Die Briefe an Eliza und das Tagebuch des Brahmahnen waren von Sterne – das sei ihm zu Gute gehalten – nicht zur Veröffentlichung vorgesehen. 1767 begegnete er bei Freunden zum ersten Mal der über 30 Jahre jüngeren Elizabeth Draper. Sie war mit einem Mitglied der Ostindien-Kompanie verheiratet, aber gerade zurück in England, um ihre Gesundheit (und die Gesundheit ihrer Kinder, von denen bei Sterne verblüffend wenig die Rede ist) wiederherzustellen. Es begann ein Techtelmechtel zwischen den beiden, das erst endete, als Eliza von ihrem Mann nach Indien zurück beordert wurde. Man verabredete offenbar, mit Briefen und Tagebüchern in Kontakt zu bleiben. Sterne hielt seinen Teil des Kontrakts überpünktlich ein. Er bombardierte Eliza mit Briefen und schickte ihr auch seine Tagebücher, die ‚Tagebücher‘ im wahrsten Sinne des Worts waren: ausführliche tägliche Notizen zu seinem Tagesablauf und immer wieder mehr oder weniger versteckte Liebeserklärungen. Der jungen Frau hatten in England die Aufmerksamkeiten des berühmten Autors wohl geschmeichelt und einem Flirt war sie sicher nicht abgeneigt. Nun, auf dem Weg zurück ins alte Leben, und dann spätestens in ihrem alten Leben angekommen, scheinen sie ihr weniger geschmeckt zu haben. Wir wissen es nicht genau – es fehlen nicht nur grosse Teile des Sterne’schen Briefwechsels; es fehlt der gesamte Teil Elizas – aber der deutsche Herausgeber, gestützt auf Befunde der Herausgeber der englischen kritischen Ausgabe von Sternes Werken, vermutet, dass Sterne in einem ihrer Briefe wohl eine kalte Dusche erhalten hat. Das Tagebuch wird zuerst nachlässig, dann gar nicht mehr weitergeführt. (Aber was soll man von einem Mann halten, der um eine dreissig Jahre jüngere Frau wirbt, indem er ungefragt ihr gegenüber zugibt, aktuell gegen Syphilis behandelt zu werden, obwohl er seit 15 Jahren keinen Verkehr mit Frauen mehr gehabt habe?)

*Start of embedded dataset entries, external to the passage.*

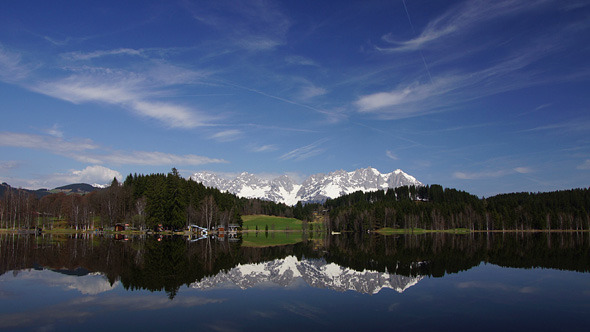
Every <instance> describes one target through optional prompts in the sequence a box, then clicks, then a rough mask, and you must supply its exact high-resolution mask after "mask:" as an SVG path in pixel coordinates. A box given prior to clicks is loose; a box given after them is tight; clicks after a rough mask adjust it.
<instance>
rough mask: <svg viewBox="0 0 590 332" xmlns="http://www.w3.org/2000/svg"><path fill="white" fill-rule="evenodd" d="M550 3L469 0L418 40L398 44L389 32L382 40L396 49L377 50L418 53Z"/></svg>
mask: <svg viewBox="0 0 590 332" xmlns="http://www.w3.org/2000/svg"><path fill="white" fill-rule="evenodd" d="M548 1H549V0H531V1H520V0H498V1H491V2H490V1H484V0H470V1H465V2H463V3H462V4H460V5H458V6H455V7H453V8H451V9H449V10H448V11H447V12H445V13H444V14H442V15H440V16H438V17H437V18H435V19H434V20H432V21H430V22H429V23H428V24H427V25H426V27H425V28H424V29H423V30H422V32H421V33H420V35H419V36H417V37H416V38H413V39H410V40H406V41H398V40H396V39H395V37H394V36H393V34H391V33H389V34H386V35H384V36H383V37H382V40H384V41H385V42H387V43H389V44H393V45H395V46H392V47H377V49H378V50H380V51H384V52H404V51H415V50H419V49H421V48H424V47H425V46H426V45H428V44H431V43H434V42H438V41H442V40H445V39H446V38H447V37H449V36H452V35H457V34H466V33H469V32H471V31H472V30H474V29H475V26H478V25H484V24H486V23H487V22H488V21H491V20H493V19H496V18H498V17H503V16H509V15H514V14H517V13H521V12H526V11H530V10H534V9H536V8H538V7H539V6H541V5H544V4H545V3H547V2H548Z"/></svg>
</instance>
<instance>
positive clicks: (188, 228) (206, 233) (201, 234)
mask: <svg viewBox="0 0 590 332" xmlns="http://www.w3.org/2000/svg"><path fill="white" fill-rule="evenodd" d="M188 230H189V232H192V233H200V234H201V235H203V236H206V235H207V234H209V230H207V228H205V227H201V226H197V225H189V226H188Z"/></svg>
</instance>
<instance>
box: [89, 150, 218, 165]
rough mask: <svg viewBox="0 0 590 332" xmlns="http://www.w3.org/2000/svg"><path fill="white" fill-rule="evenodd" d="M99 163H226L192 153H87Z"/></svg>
mask: <svg viewBox="0 0 590 332" xmlns="http://www.w3.org/2000/svg"><path fill="white" fill-rule="evenodd" d="M88 157H89V158H93V159H95V160H97V161H100V162H101V163H113V164H120V165H150V166H158V165H190V166H199V165H203V164H218V163H227V161H225V160H223V159H217V158H209V157H204V156H198V155H194V154H186V155H178V154H172V153H165V152H159V151H131V152H126V151H116V152H114V153H111V154H107V155H99V154H95V155H89V156H88Z"/></svg>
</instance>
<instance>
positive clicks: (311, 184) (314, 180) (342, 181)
mask: <svg viewBox="0 0 590 332" xmlns="http://www.w3.org/2000/svg"><path fill="white" fill-rule="evenodd" d="M191 178H192V179H193V180H195V181H197V182H201V183H203V184H204V185H205V186H208V187H214V188H217V189H219V190H221V191H228V192H230V193H232V194H235V195H237V196H239V197H245V198H260V199H265V200H269V201H274V202H277V203H285V204H287V205H295V204H296V203H297V202H299V201H301V202H304V203H309V202H314V203H315V202H319V203H322V202H324V201H325V200H326V199H328V198H336V197H339V196H342V195H346V194H350V193H353V192H355V191H359V190H361V191H365V192H366V191H376V190H380V189H387V188H396V187H400V186H411V185H414V186H422V185H423V184H422V183H421V182H420V181H418V180H416V178H414V177H413V176H411V175H409V174H407V173H405V172H403V171H402V170H401V169H397V170H395V171H393V172H390V173H384V174H383V173H380V172H379V171H378V170H376V169H375V168H372V167H367V168H361V169H357V170H355V171H352V172H347V171H344V170H339V171H335V172H330V173H328V174H323V173H319V174H314V175H311V176H309V177H308V178H307V179H305V180H304V181H303V182H302V183H300V184H299V183H297V182H295V181H294V180H293V179H291V178H290V177H288V176H287V175H281V176H279V177H277V178H274V179H270V180H268V179H263V178H260V177H258V176H256V175H254V174H250V173H248V172H243V173H241V174H240V175H238V176H236V177H234V178H224V177H222V176H219V175H217V174H215V173H213V172H207V171H204V172H197V173H195V174H193V175H192V176H191Z"/></svg>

Last but not least: Die empfindsame Reise. Ich war bei der erneuten Lektüre überrascht. Ich hatte sie als zusammenhangsloser, rhapsodischer, in Erinnerung. Und vielleicht ist mir bei der ersten Lektüre dasselbe Fehlurteil unterlaufen, das auch den Deutschen des 18. und 19. Jahrhunderts unterlief: Sternes Reise ist sehr wohl empfindsam, aber keineswegs schmachtend-zuckerig, wie er dann v.a. von den ‚Empfindsamen‘ interpretiert wurde. Obwohl er angab, etwas weniger Obszönes schreiben zu wollen, als es der Tristram Shandy war, finden wir auch in Yorricks Reise nach Frankreich und nach Italien sexuelle Anspielungen zu Hauf. Daneben rühmt sich Yorrick auch seiner Bekanntschaften mit dem Herrn H— und dem Herrn D—. Er meint damit Hume und Diderot, die er tatsächlich in Paris getroffen hat. Überhaupt ist die Reise in vieler Hinsicht auch ein Namedropping des berühmt gewordenen kleinen Stadtpfarrers – etwas abgeschwächt nur durch den Umstand, dass sich Sterne-Yorrick auf die Nennung des ersten Buchstabens des Nachnamens beschränkt. Nicht zu vergessen: Sterne berühmt gewordene Auslassung über den sauertöpfischen Herrn Smellfungus, den Yorrick in Frankreich getroffen haben will – eine Personalsatire über Tobias Smollett. (Und, ach ja: den italienischen Teil konnte Sterne nicht mehr ausführen. Er starb vorher.)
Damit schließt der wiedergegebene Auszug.